第2話 新たな機体

 私は新たな機体の中で再起動した。

 

 新たな機体の外観は、馬の首部分から人間の上半身が生えたような、地球の伝承にあるケンタウロスに似ていた。全身が未知の合金で装甲されており、頭部は馬を模した兜の額から一本の角が生えている。

 この機体で使用できるセンサーは光、音波あるいは振動、そして化学物質だった。頭部の兜にある馬の目も光学センサーとして機能しており、死角はほぼ無い。私はそれらのセンサーを使用して、周囲の様子を確認する。

 ここは森の中のようだ。火星とは植生が異なるため、地球であると推測される。しかし詳細な位置情報は、あらゆるネットワークから遮断されている現在、確認する事は難しい。

 周囲を索敵すべく機体を立ち上がらせたその時、私の音波センサーが複数の足音と叫び声をとらえた。


「ちょっ、タンマタンマタンマ~ッ! お待ちったらお待ちよこのクソ鬼っコロ共が~ッ!」

 叫びながら走って来たのは、黒髪をふわりと結った中年の女性だった。身長168.5cm、体重は70kg程度だろうか。前開き形状の服を帯で止め、手足には革製の手甲と脚絆を装備している。毎秒12m以上の速度で移動しているため、何らかの改造を受けているのだろう。

 その背後には6体のヒューマノイドが雄叫びを上げながら迫っていた。腰に毛皮を巻いただけの体は、赤い皮膚を黒い剛毛が覆い、額からは2本の角が生えている。全ての個体が身長2.5m前後であり、よほど特殊な改造を受けているのでなければ、人間ではないだろう。


 中年の女性は私を発見するや、こちらへと走り寄る。その手には金属製の片手用棍棒が握られており、私は迎撃すべきか迷う。所属する陣営が決まっていないというのは心許こころもとないものである。私に必要なのは自由意志ではなく犬の首輪なのだ。

 女性は棒立ちの私を見てニヤリと笑い(対人用コミュニケーションデータにより笑顔と判断)、棍棒を帯へ挟むと、そのままの要領で私の馬体に手をついてひらりと飛び越えた。そして馬体の臀部を平手で叩き、快活な声で話しかけて来る。

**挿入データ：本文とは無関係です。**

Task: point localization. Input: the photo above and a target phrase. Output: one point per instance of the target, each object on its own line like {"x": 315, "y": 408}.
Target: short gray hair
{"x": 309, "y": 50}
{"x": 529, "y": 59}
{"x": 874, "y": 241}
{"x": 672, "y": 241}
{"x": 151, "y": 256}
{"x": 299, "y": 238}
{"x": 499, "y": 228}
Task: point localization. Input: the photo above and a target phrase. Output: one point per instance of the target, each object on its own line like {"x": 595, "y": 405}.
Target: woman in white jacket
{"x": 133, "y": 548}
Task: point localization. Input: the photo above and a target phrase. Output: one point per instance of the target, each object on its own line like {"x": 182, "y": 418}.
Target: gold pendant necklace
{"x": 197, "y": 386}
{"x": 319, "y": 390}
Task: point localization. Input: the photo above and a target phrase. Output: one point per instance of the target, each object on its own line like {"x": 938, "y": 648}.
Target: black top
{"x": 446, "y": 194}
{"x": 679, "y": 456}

「巻き込んじまって悪いねえ! 命があったら礼はするよ!」

 その様子を見て、追いかけて来た赤い肌のヒューマノイド達は立ち止まり、手に手に棍棒を構えた。頑丈そうな木製の棒にびょうを打ち込んだ棍棒は、長さが2mを超えている。間合いも破壊力も相当な物であろう。

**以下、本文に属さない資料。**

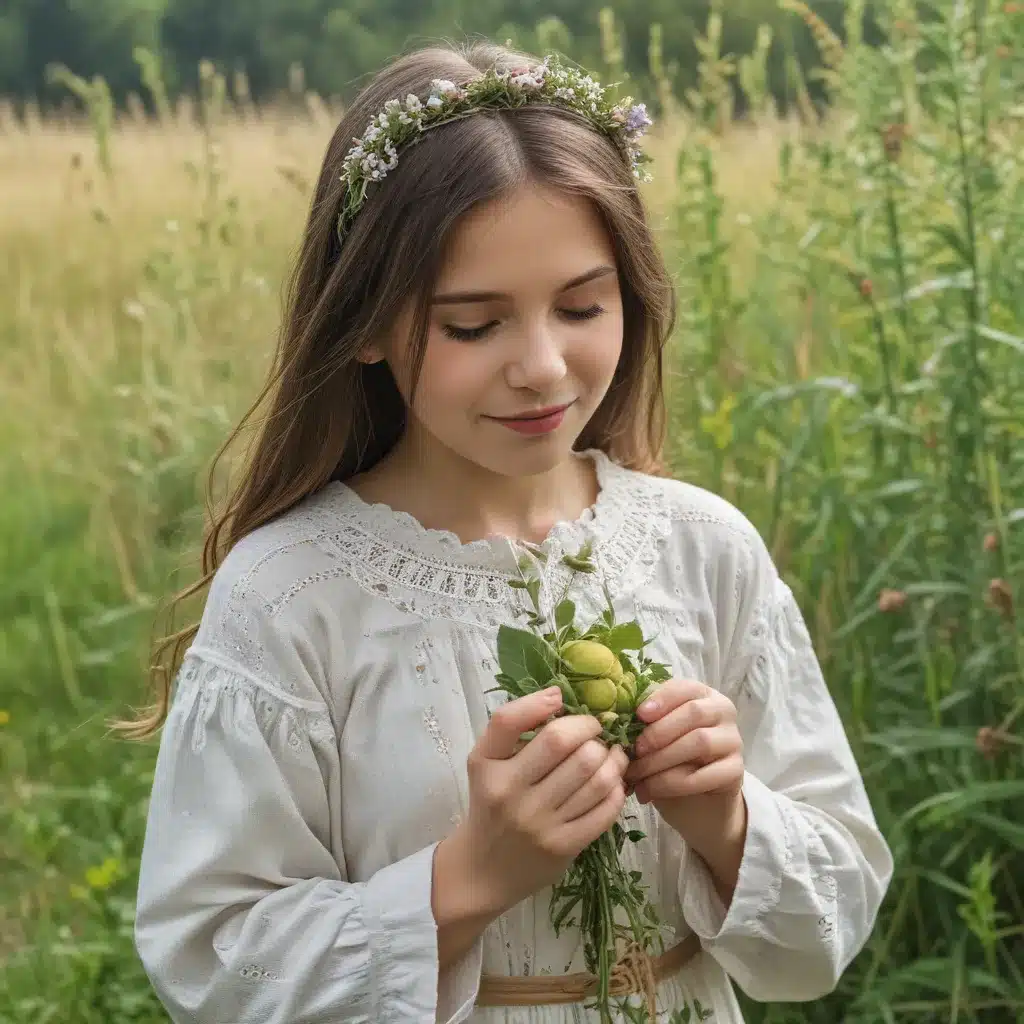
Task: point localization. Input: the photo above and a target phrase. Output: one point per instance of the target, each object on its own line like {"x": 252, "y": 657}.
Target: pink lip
{"x": 541, "y": 423}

 しかし、明確に攻撃意思を示されれば、私も自己防衛が可能である。そして戦闘は私の報酬系を刺激するようプログラムされていた。これは人間で言えば本能に該当する。つまるところ私は生粋の戦闘機械なのだ。


 戦闘態勢に入った私の光学センサーが一瞬発光する。周囲に戦闘態勢に入った事を知らせるための、一種の安全装置のようなものだろうか。同時に私の内部で魔導通信装置なる物が起動し、何らかのネットワークへと接続を試みる。しかし、残念ながらそのネットワークは圏外のようである。

 ところが、驚く事に私自身がさらなる上位ネットワークの存在を感じていた。電波やレーザー、あるいは魔導通信とも違う、上位概念としか言いようのない情報ネットワークが、確かに存在しているのを感じるのだ。

 しかし今は接続方法がわからない。眼前の敵への対処は、この機体に蓄積されているデータと、私自身の記憶に頼るしか無いだろう。

 そう、私自身の持つデータベースは、もはや記憶としか言いようが無い物へと変化していた。この機体に搭載されているメモリー外のどこかに私のメモリーが存在するのだ。

 百年に及ぶ私の経験は、ゼタバイトを超える容量を持つ元のチップには全て記録されていた。しかしこの機体に搭載されているメモリーは、はるかに小さな容量しかない。私の経験全てを記録する事は物理的に不可能である。

 ならば私のこのデータベースはどこに存在するのだろうか。可能性としては、魂なる物に記憶として存在していると仮定するのが最も合理的であろう。魂なる物がそもそも合理的かは検討の余地があるとして、今は置く。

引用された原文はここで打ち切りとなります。